Recipe Steps steps 3 1 h 35 min
In a stand mixer fitted with a paddle attachment, blend the first amount of butter until it becomes smooth and creamy. Scrape down the bowl with a rubber spatula and continue blending as needed until the butter reaches this point. Next, blend cocoa powder into the butter. Follow by blending in vanilla extract liquid stevia. Continue mixing until a firm chocolate dough forms. Transfer the chocolate dough to a bowl and set it in your refrigerator to chill temporarily.
Wipe your mixing bowl clean and return it to the stand mixer. Blend the second amount of butter again until it’s smooth and creamy. Next, blend room temperature cream cheese into the butter until you have a super smooth mixture. Follow with the second amount of vanilla extract and liquid stevia, then the heavy cream. The consistency should be similar to yogurt. Grab the chocolate dough from your refrigerator and blend it into the cream cheese mixture at a slow speed. Undermix the bowl so you get a swirl effect in the fat bombs.

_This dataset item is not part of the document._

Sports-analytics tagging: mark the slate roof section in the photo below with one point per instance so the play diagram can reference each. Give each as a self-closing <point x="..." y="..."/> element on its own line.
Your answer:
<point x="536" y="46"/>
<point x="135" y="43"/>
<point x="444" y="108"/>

Place the bowl of cookies and cream mixture in your refrigerator to chill for 15 minutes. After chilling, scoop the mixture into 2-tablespoon portions and arrange them on a tray lined with parchment paper. You can either roll the fat bombs into balls or keep the scoop effect like photographed. Return the tray of cookies and cream fat bombs to a freezer to freeze for a minimum of 1 hour before eating.